Nick Monyatovsky mon at abaqus.com
Fri Jan 9 10:44:44 EST 2004


>------------------- Message from Martin v. Loewis --------------------
>  Nick Monyatovsky wrote:
>  > Would not it be better if you let the users (people who compile Python)
decide
>  > what they want?
>
>  No, not at all. configure should always give a working installation if
>  invoked without options. If we have to make decisions for people to
>  obtain such a working installation - fine. We then have to ask whether
>  people might have made different decisions, and whether we want to
>  support them in that decision. In many cases, we found that not
>  giving choices is the right thing.
>
>  So, for your set of options:
>  1. configure should find out automatically how to enable large
>      file support on a 32-bit machine. In fact, there is code in
>      configure.in to automatically detect LFS. I'm surprised that
>      you are specifying LFS on the command line - this should
>      not be necessary.
>
>  2. Assuming -Wl,+s -Wl,+k are warnings: We would turn them on
>      if they are always acceptable, and leave them off if there
>      are cases were they are not applicable. Figuring out whether
>      warning options are needed/possible is too much effort,
>      letting the user make the choice is pointless - our other
>      compilers give plenty of warnings, so I believe that the
>      HP compiler's complaints are likely false positives or
>      otherwise irrelevant.
>
>  3. We would compile/link with threads always if possible,
>      unless --disable-threads was given. If compiled with threads,
>      configure should know to pass -lpthread.
>
>  4. On the model selection options, I don't quite understand
>      why you say that this set of options gives portable binaries.
>      I would have thought that +DA1.1 +DS2.0 is the set of option
>      that gives portable binaries. Of course, if we can assume
>      all hardware is PA 2.0 meanwhile, this would be fine. In
>      that case, we would always add the PA 2.0 option set,
>      leaving the user no choice.
>
>  >    1) It is hard (== unreliable) to try to distinguish them using 'model',
>  > etc.;
>
>  Then there should be no choice at all.
>
>  >    2) Reliance on such techniques will inevitably break overtime when the
new
>  > processor denominations come into play;
>
>  Then there should be as few options as possible, assuming that the
>  compiler defaults will do the right thing, anyway (which appears
>  to be the case with respect to model selection).
>
>  >    3) Most importantly, it is possible to be on the 64-bit machine and be
>  > purposefully compiling for a 32-bit processor (to cover the broadest
customer
>  > base).
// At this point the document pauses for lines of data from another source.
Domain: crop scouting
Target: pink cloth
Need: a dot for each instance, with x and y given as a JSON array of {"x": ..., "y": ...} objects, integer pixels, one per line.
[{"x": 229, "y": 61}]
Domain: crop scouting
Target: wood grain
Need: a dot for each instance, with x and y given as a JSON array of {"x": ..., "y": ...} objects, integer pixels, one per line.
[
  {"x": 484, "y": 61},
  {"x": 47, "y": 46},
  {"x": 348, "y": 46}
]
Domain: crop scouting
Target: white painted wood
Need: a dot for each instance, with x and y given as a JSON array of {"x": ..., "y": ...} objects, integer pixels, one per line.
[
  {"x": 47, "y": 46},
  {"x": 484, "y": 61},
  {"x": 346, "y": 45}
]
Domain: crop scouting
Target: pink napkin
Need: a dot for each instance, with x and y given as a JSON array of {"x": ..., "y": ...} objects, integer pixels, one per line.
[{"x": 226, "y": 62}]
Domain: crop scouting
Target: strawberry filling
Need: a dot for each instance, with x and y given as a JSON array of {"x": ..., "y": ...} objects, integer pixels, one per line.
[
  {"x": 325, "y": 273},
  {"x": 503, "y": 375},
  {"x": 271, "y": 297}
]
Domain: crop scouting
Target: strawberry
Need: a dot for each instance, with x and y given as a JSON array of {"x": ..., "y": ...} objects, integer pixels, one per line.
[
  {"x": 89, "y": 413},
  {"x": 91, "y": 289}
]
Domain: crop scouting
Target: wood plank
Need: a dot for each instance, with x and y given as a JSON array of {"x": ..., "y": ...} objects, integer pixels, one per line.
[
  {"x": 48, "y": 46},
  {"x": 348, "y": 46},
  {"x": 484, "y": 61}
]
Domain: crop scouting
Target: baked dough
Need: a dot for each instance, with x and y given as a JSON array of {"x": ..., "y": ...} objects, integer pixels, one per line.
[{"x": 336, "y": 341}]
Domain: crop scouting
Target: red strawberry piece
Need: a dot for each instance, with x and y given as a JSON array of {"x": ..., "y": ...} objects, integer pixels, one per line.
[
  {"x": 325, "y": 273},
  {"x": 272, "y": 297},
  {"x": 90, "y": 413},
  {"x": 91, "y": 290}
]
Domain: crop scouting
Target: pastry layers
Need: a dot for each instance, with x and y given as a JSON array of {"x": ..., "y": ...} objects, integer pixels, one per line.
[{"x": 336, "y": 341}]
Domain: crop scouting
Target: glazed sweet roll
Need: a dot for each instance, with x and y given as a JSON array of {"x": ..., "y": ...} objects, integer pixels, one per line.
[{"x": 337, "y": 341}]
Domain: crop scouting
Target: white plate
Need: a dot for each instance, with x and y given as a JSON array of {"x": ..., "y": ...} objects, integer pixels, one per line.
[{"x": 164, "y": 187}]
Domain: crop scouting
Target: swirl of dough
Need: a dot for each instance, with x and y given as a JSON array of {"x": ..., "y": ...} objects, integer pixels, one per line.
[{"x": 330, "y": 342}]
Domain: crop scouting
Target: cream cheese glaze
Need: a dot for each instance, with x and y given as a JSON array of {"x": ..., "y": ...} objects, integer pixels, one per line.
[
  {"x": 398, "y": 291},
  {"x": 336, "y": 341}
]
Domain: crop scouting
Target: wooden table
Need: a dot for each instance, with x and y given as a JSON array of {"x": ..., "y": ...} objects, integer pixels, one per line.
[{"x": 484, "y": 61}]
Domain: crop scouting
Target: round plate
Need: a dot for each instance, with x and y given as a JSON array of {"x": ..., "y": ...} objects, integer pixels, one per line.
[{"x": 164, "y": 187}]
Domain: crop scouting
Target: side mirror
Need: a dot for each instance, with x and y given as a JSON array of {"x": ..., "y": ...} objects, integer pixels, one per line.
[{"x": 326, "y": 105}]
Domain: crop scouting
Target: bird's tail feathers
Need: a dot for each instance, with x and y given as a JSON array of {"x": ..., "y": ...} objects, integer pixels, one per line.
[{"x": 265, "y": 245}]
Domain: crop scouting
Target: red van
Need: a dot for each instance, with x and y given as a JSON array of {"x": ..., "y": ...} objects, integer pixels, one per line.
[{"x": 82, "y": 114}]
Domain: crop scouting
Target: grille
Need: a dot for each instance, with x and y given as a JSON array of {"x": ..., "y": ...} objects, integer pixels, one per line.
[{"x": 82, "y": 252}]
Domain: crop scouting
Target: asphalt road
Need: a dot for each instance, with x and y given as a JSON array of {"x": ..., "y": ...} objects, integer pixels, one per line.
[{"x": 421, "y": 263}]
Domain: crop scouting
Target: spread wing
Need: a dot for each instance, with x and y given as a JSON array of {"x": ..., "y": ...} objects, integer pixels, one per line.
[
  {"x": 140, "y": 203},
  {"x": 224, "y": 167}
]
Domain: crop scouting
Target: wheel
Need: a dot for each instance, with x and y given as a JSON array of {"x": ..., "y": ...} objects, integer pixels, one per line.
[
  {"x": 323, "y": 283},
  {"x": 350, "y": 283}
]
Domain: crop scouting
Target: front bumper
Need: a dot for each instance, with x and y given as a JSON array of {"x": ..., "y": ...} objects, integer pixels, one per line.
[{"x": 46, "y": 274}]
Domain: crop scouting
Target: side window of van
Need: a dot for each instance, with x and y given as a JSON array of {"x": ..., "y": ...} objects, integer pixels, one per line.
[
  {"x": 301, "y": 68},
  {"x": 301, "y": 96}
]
It is also possible to be on RISC and compile for ITANIUM and vice
>  > versa, because it is the same compiler. Moreover, ITANIUM machines will
run
>  > RISC binaries.
>
>  I don't think it should be directly supported. By default, configure
>  should force PA binaries on PA hardware, and Itanium binaries on Itanium
>  hardware.
>
>  One issue is whether we should produce 32-bit or 64-bit binaries on
>  PA 2.0 machines by default; I don't know which one is more reasonable.
>  Switching to the other one should be as simple as setting CC before
>  invoking configure (this is how it works on Solaris).
>
>  >    People, on the other hand, usually know what machine they are working
on
>  > now, and what machine they want Python to work on after they built it.
>
>  People should be able to specify things that they reasonably should
>  be able to specify. If they don't specify anything, something reasonable
>  should still happen.
>
>  > Maybe there should also be some sort of option for expects who will not
want
>  > Python to be compiled for generic processor; who might purposefully want
to
>  > compile Python on their particular hardware and have it fully optimized
for it
>  > to gain maximum performance.
>
>  No, no, no. If you want to highly tune your build, you are expected to
>  edit the makefile. Providing an explicit option for that will place
>  a burden on users who are not able to answer difficult build questions
>  (and, trust me, this is the majority of the users).
>
>  Regards,
>  Martin
>--------------------------------------------------------


Those are all correct observations: we are using an older (2.0) version of
Python, and had to add large file support and threads explicitly.

I will answer the architectures issue in another message, where people brought
more details of this to the surface.